The water contamination problem is not as seriously in the United States as it is in China and other rapidly developing countries.
For example, in the mineral rich Congo, the capital city of Kinshasa has 15 million people and no sewage system. Half of its citizens have no access to clean water, and as a consequence, the life expectancy of a new baby is 46.
According to The Economist magazine, China’s water pollution has contaminated almost 100,000 square miles of ocean off its coastline and more than half the water in its seven largest river basins is unfit to drink.
The World Bank reports the resulting health problems cut the productivity of rural communities by two percent and the costs to industry and agriculture from diminishing supplies of clean water reduced GDP by another two percent. In total, the World Bank puts the cost of China’s air and water pollution at $100 billion a year. The report initially pegged the number of pollution-related deaths at 750,000 a year until the Chinese government complained and the figure was removed from the report.
Even in Beijing, sewage treatment is inadequate and many Chinese still dump raw pollutants into lakes and rivers. To compensate, farmers, local leaders and industry tapped into the nation’s ground water supply, but Nature can’t replenish the supply as fast as it is being withdrawn, so the water table is rapidly falling.

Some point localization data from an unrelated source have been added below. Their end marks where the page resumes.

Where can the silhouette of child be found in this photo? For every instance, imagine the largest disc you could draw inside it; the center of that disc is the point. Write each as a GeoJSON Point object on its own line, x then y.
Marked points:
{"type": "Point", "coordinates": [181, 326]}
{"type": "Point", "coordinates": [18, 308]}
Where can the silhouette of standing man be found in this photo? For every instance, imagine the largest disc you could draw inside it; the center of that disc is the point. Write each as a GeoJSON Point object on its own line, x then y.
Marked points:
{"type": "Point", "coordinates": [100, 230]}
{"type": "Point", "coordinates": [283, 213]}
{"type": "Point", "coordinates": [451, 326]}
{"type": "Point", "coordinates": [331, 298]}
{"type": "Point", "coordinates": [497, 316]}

The water problems in other parts of the world may present an opportunity for our nation’s burgeoning “green industry” and Washington, in particular, seems to thrive on solving environmental problems.
For example, in the 1950s, 20,000 gallons of raw sewage flowed freely into Lake Washington each day. In 1958, city leaders in the Seattle metropolitan area created Metro, in large part, to clean up the lake. Metro engineers eventually designed four wastewater-treatment plants, more than 100 miles of large tunnels and interceptor sewers, and dozens of pumping stations. The project took nine years and $140 million.

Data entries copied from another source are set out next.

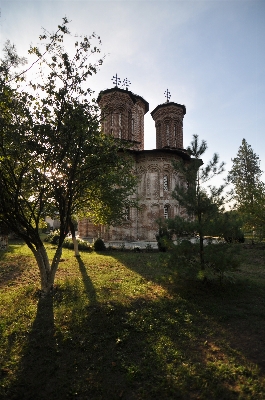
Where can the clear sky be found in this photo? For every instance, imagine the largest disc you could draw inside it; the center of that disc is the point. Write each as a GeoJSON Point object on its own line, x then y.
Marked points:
{"type": "Point", "coordinates": [209, 54]}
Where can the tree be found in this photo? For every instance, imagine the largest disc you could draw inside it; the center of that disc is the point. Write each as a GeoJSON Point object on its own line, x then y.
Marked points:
{"type": "Point", "coordinates": [200, 202]}
{"type": "Point", "coordinates": [249, 190]}
{"type": "Point", "coordinates": [53, 156]}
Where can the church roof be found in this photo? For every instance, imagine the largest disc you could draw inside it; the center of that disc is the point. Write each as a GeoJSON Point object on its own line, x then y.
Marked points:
{"type": "Point", "coordinates": [167, 150]}
{"type": "Point", "coordinates": [132, 95]}
{"type": "Point", "coordinates": [170, 103]}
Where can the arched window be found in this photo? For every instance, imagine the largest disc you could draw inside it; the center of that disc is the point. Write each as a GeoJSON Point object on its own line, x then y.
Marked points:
{"type": "Point", "coordinates": [165, 183]}
{"type": "Point", "coordinates": [175, 134]}
{"type": "Point", "coordinates": [127, 213]}
{"type": "Point", "coordinates": [166, 211]}
{"type": "Point", "coordinates": [167, 134]}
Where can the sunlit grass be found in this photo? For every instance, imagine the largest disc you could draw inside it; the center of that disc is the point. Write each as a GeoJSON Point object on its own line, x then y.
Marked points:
{"type": "Point", "coordinates": [121, 325]}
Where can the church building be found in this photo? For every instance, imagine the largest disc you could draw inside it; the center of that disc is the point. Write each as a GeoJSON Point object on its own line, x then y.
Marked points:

Since President Nixon signed the Clean Water Act in 1972, even the tiniest enclaves in our country have installed waste water treatment systems, but there is still work to do if we are to have enough clean water for our grandchildren.
In Washington, we need to build additional storage reservoirs so we can capture spring runoff or flooding and release it when supplies are low. The new water storage capacity would allow us to water our crops, safely flush salmon to the ocean and ensure our cities have adequate drinking water supplies.
If predictions are correct that climate change will reduce winter snow pack and cause heavier spring rains and flooding, new water storage reservoirs should be a critical part of our water policy.
As the water table drops in deeper and deeper wells, the Odessa area in Eastern Washington needs water for crops. It is not as if we don’t have sufficient water for those farmers, we just continue to argue in the halls of government about how to get it there. The area needs water from the Columbia and that additional withdrawal could be more than offset by new reservoir capacity.
Time is wasting while we continuously argue and debate our water problems. Meanwhile, other parts of the world, such as China, need more of our food to feed their people. We are not only endangering the rich agriculture area of Odessa by letting it run dry, but we’re also missing new market opportunities for our farmers.
The United States has the technology to help solve global water problems. The question is, will we get off the dime and finish solving our own challenges, and will we then market those solutions to the rest of the world?
Don C. Brunell is the president of the Association of Washington Business.